While the print technology company is remaining tight-lipped about the number of jobs sliced from its local ranks, industry sources indicate that on 11 February, around 100 positions were slashed from Memjet’s Sydney research facility in North Ryde – about a third of its approximately 300-strong local workforce.
Memjet US spokesman, Jeff Bean, says that the job cuts were made to help better align the company’s research operations and its commercial operations.
“We had redundancies in Memjet Australia and reduced an undisclosed number of positions a week ago to better align our R&D and global commercialisation efforts in industrial, commercial and office printing markets,” says Bean.
With much of Memjet’s research and development operation residing in Sydney, and its commercial division operating predominantly out of its San Diego corporate headquarters in California, the dramatic reduction in the company’s Australian positions could point to a shift in its research operations to US soil or to its Dublin facility in Ireland where the next generation of Memjet’s print technology is being developed.

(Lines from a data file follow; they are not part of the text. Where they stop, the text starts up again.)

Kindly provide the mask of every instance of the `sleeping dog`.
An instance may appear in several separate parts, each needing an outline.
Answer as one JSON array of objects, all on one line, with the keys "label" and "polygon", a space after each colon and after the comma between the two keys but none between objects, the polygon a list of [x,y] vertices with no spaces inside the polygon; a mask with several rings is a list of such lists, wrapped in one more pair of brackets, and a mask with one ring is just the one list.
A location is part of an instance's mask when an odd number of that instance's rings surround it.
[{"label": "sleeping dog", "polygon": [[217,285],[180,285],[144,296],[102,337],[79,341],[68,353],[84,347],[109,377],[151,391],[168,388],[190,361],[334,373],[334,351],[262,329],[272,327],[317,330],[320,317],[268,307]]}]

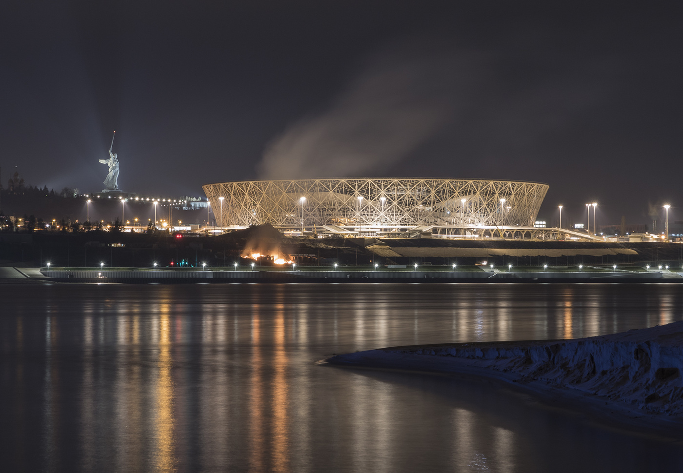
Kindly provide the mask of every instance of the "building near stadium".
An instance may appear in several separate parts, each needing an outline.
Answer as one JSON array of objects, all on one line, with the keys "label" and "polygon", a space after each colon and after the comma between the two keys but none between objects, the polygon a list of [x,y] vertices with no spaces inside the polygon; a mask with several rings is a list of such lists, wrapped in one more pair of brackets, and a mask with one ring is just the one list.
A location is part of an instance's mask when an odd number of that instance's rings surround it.
[{"label": "building near stadium", "polygon": [[[244,181],[203,186],[218,225],[270,223],[291,232],[448,235],[529,227],[548,186],[523,181],[347,178]],[[477,230],[479,231],[477,232]]]}]

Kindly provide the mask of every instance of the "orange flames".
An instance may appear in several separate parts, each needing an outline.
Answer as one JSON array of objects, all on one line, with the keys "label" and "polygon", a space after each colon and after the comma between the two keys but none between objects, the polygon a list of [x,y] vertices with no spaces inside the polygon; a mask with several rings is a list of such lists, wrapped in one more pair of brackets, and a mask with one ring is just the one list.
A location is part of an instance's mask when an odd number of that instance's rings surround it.
[{"label": "orange flames", "polygon": [[275,264],[292,264],[294,261],[292,260],[292,257],[288,255],[281,257],[279,255],[263,255],[260,253],[251,253],[248,255],[247,258],[251,258],[251,259],[258,259],[259,258],[263,258],[266,260],[272,259]]}]

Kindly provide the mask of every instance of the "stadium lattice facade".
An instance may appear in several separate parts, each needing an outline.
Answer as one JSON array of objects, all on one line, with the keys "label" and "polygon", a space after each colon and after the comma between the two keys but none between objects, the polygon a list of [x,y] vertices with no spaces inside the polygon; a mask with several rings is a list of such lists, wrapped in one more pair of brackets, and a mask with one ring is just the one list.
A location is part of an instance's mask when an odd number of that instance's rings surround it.
[{"label": "stadium lattice facade", "polygon": [[[548,186],[520,181],[353,178],[203,186],[221,227],[292,229],[531,227]],[[222,199],[221,198],[223,198]]]}]

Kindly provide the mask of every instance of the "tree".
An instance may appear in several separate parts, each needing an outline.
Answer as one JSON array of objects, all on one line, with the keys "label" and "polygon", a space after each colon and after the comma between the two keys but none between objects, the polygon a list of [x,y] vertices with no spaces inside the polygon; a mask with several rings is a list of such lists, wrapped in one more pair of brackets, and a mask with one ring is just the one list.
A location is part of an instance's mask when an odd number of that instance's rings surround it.
[{"label": "tree", "polygon": [[111,231],[119,232],[121,231],[121,229],[123,228],[123,223],[119,220],[118,217],[116,217],[116,220],[114,220],[114,225],[111,227]]}]

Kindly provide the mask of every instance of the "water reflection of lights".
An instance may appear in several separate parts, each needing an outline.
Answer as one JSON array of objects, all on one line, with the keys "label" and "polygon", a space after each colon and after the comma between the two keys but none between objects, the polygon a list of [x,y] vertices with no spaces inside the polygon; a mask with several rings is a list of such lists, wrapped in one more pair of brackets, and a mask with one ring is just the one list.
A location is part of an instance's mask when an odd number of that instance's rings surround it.
[{"label": "water reflection of lights", "polygon": [[264,412],[265,401],[264,397],[263,354],[261,341],[261,319],[259,305],[252,306],[251,311],[251,376],[249,386],[251,387],[249,395],[249,471],[265,471],[266,470],[262,452],[265,450],[266,439],[264,432],[265,416]]},{"label": "water reflection of lights", "polygon": [[173,454],[175,424],[173,416],[173,386],[171,368],[171,322],[167,304],[160,316],[158,375],[156,383],[156,467],[160,471],[174,470]]},{"label": "water reflection of lights", "polygon": [[287,380],[288,360],[287,357],[285,333],[284,306],[275,307],[275,326],[273,327],[274,360],[275,371],[273,380],[273,465],[272,470],[286,471],[289,464],[290,424],[288,413],[289,384]]}]

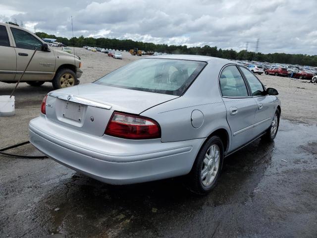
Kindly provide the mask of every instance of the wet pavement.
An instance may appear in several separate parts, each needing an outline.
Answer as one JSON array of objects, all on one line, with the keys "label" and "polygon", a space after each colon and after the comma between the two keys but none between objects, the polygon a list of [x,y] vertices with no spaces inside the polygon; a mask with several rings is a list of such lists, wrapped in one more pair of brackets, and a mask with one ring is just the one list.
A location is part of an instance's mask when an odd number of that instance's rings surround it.
[{"label": "wet pavement", "polygon": [[317,159],[317,126],[285,119],[274,142],[227,158],[205,196],[181,178],[112,186],[50,159],[0,156],[0,237],[316,238]]}]

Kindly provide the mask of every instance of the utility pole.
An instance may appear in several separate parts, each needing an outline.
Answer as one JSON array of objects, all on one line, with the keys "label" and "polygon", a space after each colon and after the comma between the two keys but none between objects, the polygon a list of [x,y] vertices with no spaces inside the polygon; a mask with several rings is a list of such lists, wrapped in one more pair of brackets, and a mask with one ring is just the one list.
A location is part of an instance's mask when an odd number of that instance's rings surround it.
[{"label": "utility pole", "polygon": [[260,38],[257,39],[257,43],[256,44],[256,54],[259,52],[259,45],[260,44]]}]

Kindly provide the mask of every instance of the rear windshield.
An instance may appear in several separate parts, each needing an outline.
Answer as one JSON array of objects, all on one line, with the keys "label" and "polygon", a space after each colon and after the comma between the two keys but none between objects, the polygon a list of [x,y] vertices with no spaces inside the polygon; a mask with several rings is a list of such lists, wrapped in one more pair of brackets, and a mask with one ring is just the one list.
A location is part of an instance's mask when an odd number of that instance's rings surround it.
[{"label": "rear windshield", "polygon": [[206,64],[198,61],[143,59],[119,68],[94,83],[180,96]]}]

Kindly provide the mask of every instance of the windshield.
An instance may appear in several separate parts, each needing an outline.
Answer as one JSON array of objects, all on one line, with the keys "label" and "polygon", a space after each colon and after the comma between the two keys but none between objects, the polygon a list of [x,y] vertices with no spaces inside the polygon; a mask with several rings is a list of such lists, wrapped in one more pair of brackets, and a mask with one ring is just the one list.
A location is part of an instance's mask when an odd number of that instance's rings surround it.
[{"label": "windshield", "polygon": [[180,96],[206,64],[197,61],[144,59],[121,67],[94,83]]}]

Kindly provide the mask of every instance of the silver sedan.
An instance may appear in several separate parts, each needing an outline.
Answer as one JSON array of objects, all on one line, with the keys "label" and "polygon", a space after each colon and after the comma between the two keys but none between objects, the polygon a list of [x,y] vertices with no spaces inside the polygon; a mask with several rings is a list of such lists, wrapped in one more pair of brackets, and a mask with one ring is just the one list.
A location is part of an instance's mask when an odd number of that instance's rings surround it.
[{"label": "silver sedan", "polygon": [[148,57],[49,93],[30,122],[30,141],[105,182],[187,175],[191,190],[204,194],[215,185],[225,157],[260,137],[274,139],[277,94],[229,60]]}]

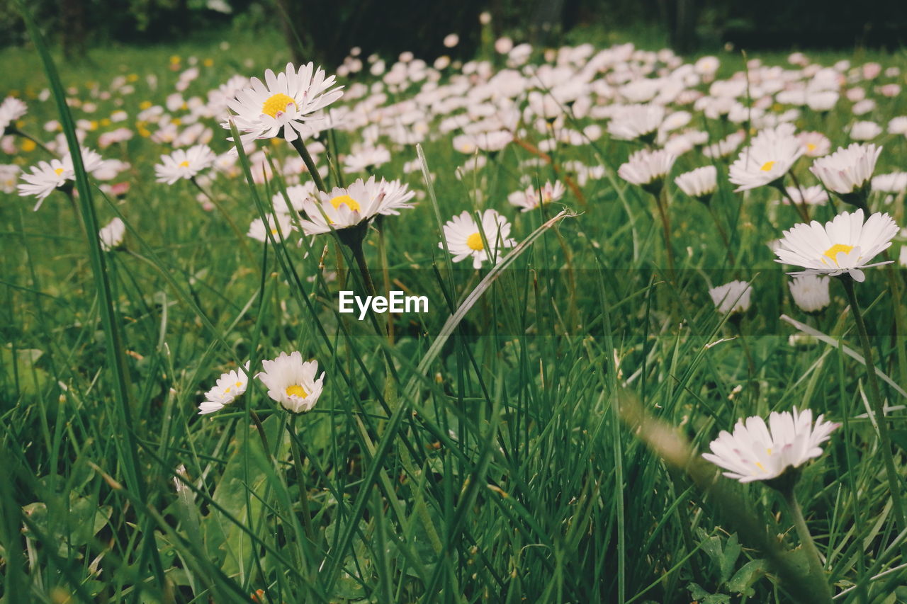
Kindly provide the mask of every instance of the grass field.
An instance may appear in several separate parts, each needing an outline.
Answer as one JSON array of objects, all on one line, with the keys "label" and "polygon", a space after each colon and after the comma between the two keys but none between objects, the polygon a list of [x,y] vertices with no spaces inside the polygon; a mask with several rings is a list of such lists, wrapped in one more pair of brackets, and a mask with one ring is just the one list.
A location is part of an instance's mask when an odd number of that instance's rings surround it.
[{"label": "grass field", "polygon": [[[794,304],[790,268],[767,244],[802,219],[770,187],[734,192],[736,151],[710,160],[697,146],[677,159],[661,198],[670,270],[653,195],[617,174],[640,144],[607,132],[570,141],[570,131],[604,128],[604,118],[567,111],[536,124],[521,93],[517,141],[464,153],[447,115],[420,105],[424,115],[408,122],[387,110],[431,92],[424,81],[375,84],[366,64],[338,77],[348,93],[338,105],[367,117],[323,136],[316,161],[328,185],[374,174],[416,191],[413,209],[373,223],[364,257],[378,293],[425,296],[429,310],[357,320],[338,313],[338,292],[367,286],[339,238],[246,236],[275,193],[309,179],[286,141],[258,141],[267,156],[242,153],[205,178],[155,181],[172,139],[156,136],[160,116],[140,112],[163,108],[176,132],[197,119],[222,156],[229,132],[213,116],[190,120],[191,97],[208,102],[231,76],[263,77],[287,63],[278,36],[227,37],[98,49],[72,64],[56,56],[73,123],[36,52],[0,53],[0,97],[28,105],[19,131],[62,155],[56,137],[77,126],[83,144],[129,164],[105,183],[77,169],[79,194],[55,190],[34,212],[33,198],[0,192],[2,601],[829,601],[819,585],[835,602],[907,601],[907,526],[895,509],[907,467],[901,265],[868,268],[856,284],[892,408],[883,438],[844,288],[833,278],[830,305],[817,313]],[[597,42],[596,51],[614,41]],[[544,63],[542,50],[531,63]],[[500,54],[480,52],[491,73],[504,68]],[[905,85],[902,53],[807,56],[901,71],[854,76],[833,111],[797,107],[798,131],[824,133],[834,150],[852,141],[858,120],[884,129],[907,115],[902,93],[879,93]],[[718,80],[746,65],[736,53],[717,58]],[[807,69],[786,54],[759,58]],[[198,77],[177,92],[191,66]],[[446,84],[464,71],[436,73]],[[484,83],[481,71],[470,86]],[[852,68],[840,71],[846,79]],[[357,83],[380,90],[350,98]],[[709,89],[701,80],[689,87]],[[852,88],[875,101],[859,117],[844,94]],[[709,142],[752,125],[675,104]],[[765,111],[793,106],[773,100]],[[126,118],[113,120],[117,112]],[[458,114],[487,117],[470,104]],[[413,140],[393,138],[398,122]],[[134,135],[99,148],[118,127]],[[199,136],[193,142],[208,135]],[[389,160],[345,169],[364,141],[385,145]],[[873,141],[883,146],[876,174],[905,169],[904,134],[886,130]],[[19,136],[3,153],[0,163],[24,169],[52,157]],[[483,165],[464,168],[475,157]],[[253,176],[268,161],[277,170]],[[714,219],[673,181],[712,163]],[[817,184],[811,163],[792,170],[805,185]],[[567,184],[559,201],[527,212],[508,203],[546,180]],[[117,195],[109,185],[120,182],[129,188]],[[903,190],[873,192],[869,205],[903,226]],[[444,224],[486,209],[525,245],[502,250],[496,267],[453,263],[439,248]],[[824,222],[848,209],[833,195],[807,211]],[[94,233],[114,218],[125,237],[104,251]],[[751,285],[752,307],[723,314],[709,288],[734,279]],[[235,402],[199,414],[222,373],[249,361],[253,375],[284,351],[326,374],[310,412],[288,413],[249,380]],[[821,573],[781,492],[721,477],[698,455],[738,418],[794,406],[841,424],[802,466],[795,490]]]}]

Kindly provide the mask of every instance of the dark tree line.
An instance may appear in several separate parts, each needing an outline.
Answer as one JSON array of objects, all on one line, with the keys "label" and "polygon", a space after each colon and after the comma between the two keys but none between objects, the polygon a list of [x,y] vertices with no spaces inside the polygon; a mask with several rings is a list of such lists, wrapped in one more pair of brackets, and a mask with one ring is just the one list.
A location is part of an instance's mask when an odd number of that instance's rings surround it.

The company is currently advertising a number of technology and product development positions on its website, with several California-based and Dublin-based development jobs up for grabs, including label systems engineer, software engineer and image science engineer.
Additionally, Memjet has offices and facilities in Taipei, Singapore and Boise, Idaho in the US. Many of these other facilities are also advertising new development positions.
This month’s job cuts will likely come as a new source of uncertainty for the company’s local research team, which endured a work shutdown in April last year during a bitter $600 million legal stoush between Memjet developer, Silverbrook Research, and its largest investor, the US-based George Kaiser Family Foundation.
In May last year, the San Diego-based Memjet company assumed control of Silverbrook Research’s Memjet-related intellectual property along with its approximately 300 employees as part of the legal settlement it eventually reached with Kaiser.
The deal saw the ownership rights to the Memjet-related research undertaken by Sydney’s Silverbrook Research – which was founded by the world’s most prolific patent holder, Australia’s Kia Silverbrook – move to Memjet in the US.
At the time, Silverbrook said: “We are devastated that Australia’s best and brightest scientists and engineers have been made to take annual leave from our Australian facilities. We have had to pay the staff on the Memjet project from our own pockets since February, while our US-based Memjet customer has over $22 million in outstanding invoices owing to Silverbrook Research.”